The standard treatment for HIV, Highly Active Antiretroviral Therapy (HAART), can deplete a reservoir but only very slowly. Models have shown most patients would have to be on the treatment plan for 60 to 80 years to getdepletion.
The news of the imminent cure comes days after the U.S. government halted a large study on HIV prevention vaccines, AP reports. Study results found the vaccine, which was administered to half of the 2,504 volunteers, didn’t prevent the infection.
Dr.

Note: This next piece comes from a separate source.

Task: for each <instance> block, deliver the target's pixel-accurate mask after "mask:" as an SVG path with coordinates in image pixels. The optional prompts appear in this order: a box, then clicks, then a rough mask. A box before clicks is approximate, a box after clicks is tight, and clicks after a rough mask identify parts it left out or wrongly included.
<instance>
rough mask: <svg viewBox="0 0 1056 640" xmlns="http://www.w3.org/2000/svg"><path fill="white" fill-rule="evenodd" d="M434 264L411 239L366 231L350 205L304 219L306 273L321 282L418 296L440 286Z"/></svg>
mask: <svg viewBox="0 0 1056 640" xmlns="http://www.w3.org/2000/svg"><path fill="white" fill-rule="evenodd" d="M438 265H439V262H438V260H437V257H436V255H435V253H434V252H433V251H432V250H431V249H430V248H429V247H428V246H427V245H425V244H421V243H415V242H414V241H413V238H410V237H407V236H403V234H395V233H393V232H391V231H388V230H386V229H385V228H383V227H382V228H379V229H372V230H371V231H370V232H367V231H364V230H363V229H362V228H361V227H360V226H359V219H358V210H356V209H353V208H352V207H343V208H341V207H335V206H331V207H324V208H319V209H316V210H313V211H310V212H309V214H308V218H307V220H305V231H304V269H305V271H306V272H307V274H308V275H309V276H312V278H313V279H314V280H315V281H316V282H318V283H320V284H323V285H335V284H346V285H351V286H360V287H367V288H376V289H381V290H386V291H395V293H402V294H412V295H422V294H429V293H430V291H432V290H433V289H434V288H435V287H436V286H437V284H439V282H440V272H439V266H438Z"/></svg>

John Frater, a clinical research fellow at Oxford University, is optimistic about the Danish technique but warns it may take years before it’s offered on a wider scale.
“When the first patient is cured in this way, it will be a spectacular moment,” he told The Telegraph. “It will prove that we are heading in the right direction and demonstrate that a cure is possible.”
There are two known cases of patients cured from HIV. In 2007, Timothy Brown, known as the Berlin patient, received a bone marrow transplant after he was diagnosed with leukemia. His transplant was genetically resistant to the HIV infection and is he considered the first person to be cured, the New York Times reports.
In March, a baby born in Mississippi showed no signs of the infection after receiving an aggressive antiretroviral treatment 30 hours after birth.
According to the Centers for Disease Control and Prevention, more than 1.1 million people in the United States are living with HIV. An estimated 636,000 people with an AIDS diagnosis have died since the epidemic began in 1981.